During the Bloomington City Council meeting on Monday, July 24, the council passed (8-1) the ‘Public Safety and Community Relations Board’ (PSCRB) in front of a packed house of hundreds of supporters. The advocacy originated from grassroots activists and community organizations who worked tirelessly for this effort to come to fruition. Without them, none of this would have been possible.
The most vocal advocates of the ordinance was an alliance of community organizations convened by YWCA McLean County. The organizations include ACLU of Central Illinois, Black Lives Matter Bloomington-Normal, Bloomington Normal Branch of NAACP, Central Illinois Pride Health Center, Illinois People’s Action, McLean County League of Women Voters, Not in Our Town Bloomington-Normal and Prairie Pride Coalition.
“Police accountability and transparency is key to improved community relations,” said Ky Ajayi, Black Lives Matter representative. “The establishment of the PSCRB is an excellent step in that direction.”

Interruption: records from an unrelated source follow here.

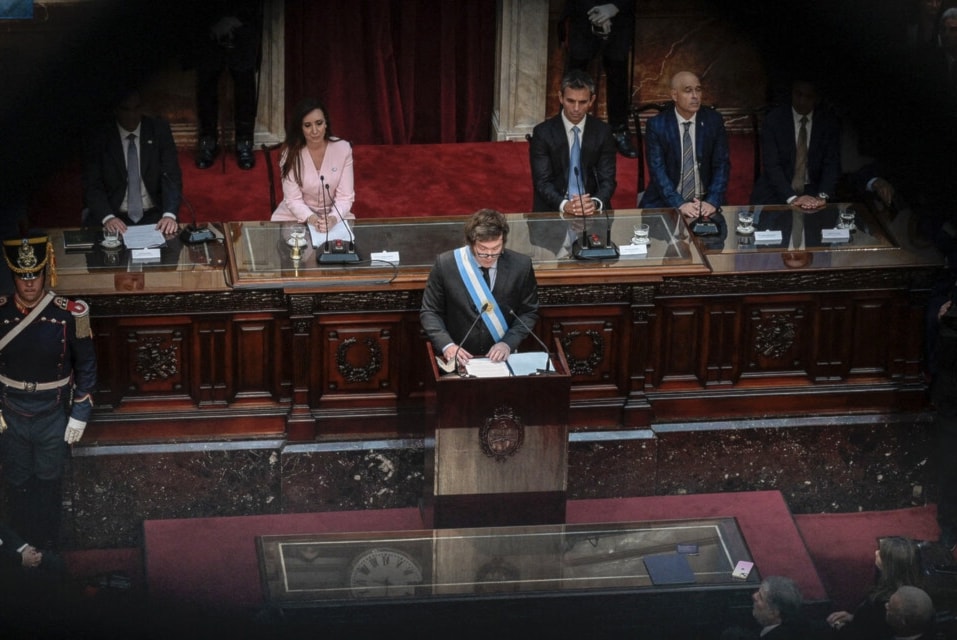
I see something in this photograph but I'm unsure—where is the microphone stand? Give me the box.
[452,302,489,378]
[572,167,618,260]
[508,309,558,376]
[319,176,359,264]
[161,171,216,244]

With the passage of this ordinance, residents will have the opportunity to submit their complaint to the PSCRB, which will then be routed to the Bloomington Police Department, instead of filing directly with the department. The police department will still conduct complaint investigations as they always have, but with this board, a resident will be able to request a review by the PSCRB to ensure proper protocols were followed. In addition, the board will promote alternate avenues available to residents to make complaints, assist in clarifying and improving procedures related to complaints and assure access to these policies and procedures are open and transparent.

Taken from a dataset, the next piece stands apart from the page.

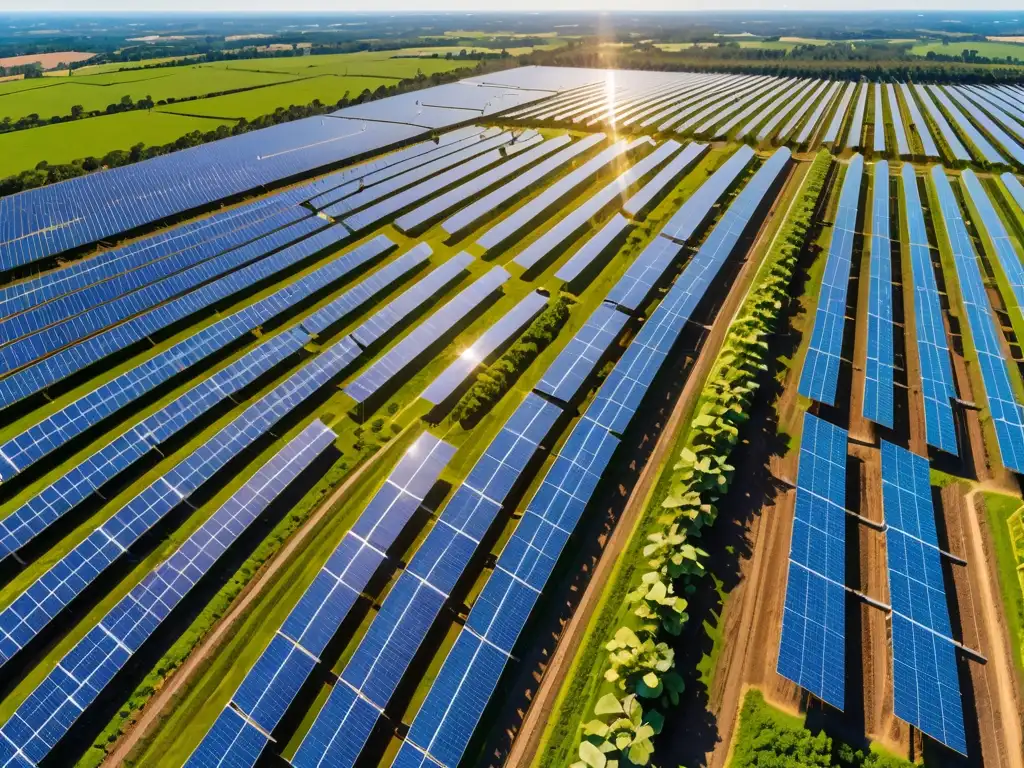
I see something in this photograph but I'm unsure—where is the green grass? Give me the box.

“The Bloomington-Normal branch of the NAACP is pleased to see the passage of this ordinance,” said Quincy Cummings, president of the local NAACP chapter. “The transparency provided by establishing this board will encourage more people to comfortably file complaints.”
Another important feature of the board is the ability to recommend changes to the police department. The PSCRB will be empowered to conduct community outreach and recommend necessary policy changes to improve police and community interactions.
“The establishment of the board is a huge first step towards becoming a community in which police and residents can trust one another,” said D. Dontae Latson, CEO of YWCA McLean County. “We still have a lot of work to do—and this board is only the beginning—but we are committed to playing a role in the process of building and healing community relations.”
Throughout the city council’s public discussion on this issue, which took place over the course of several special sessions, countless stories and testimonies were shared by community members who have been directly impacted by what many describe as ‘disproportionate policing.’ Many cited a recent report by the Stevenson Center, which indicated that in Bloomington, black people are twice as likely to be pulled over by police; and once stopped, are over twice as likely to be searched compared to white people. These residents showed a unified and steadfast support for the creation of board to address these issues.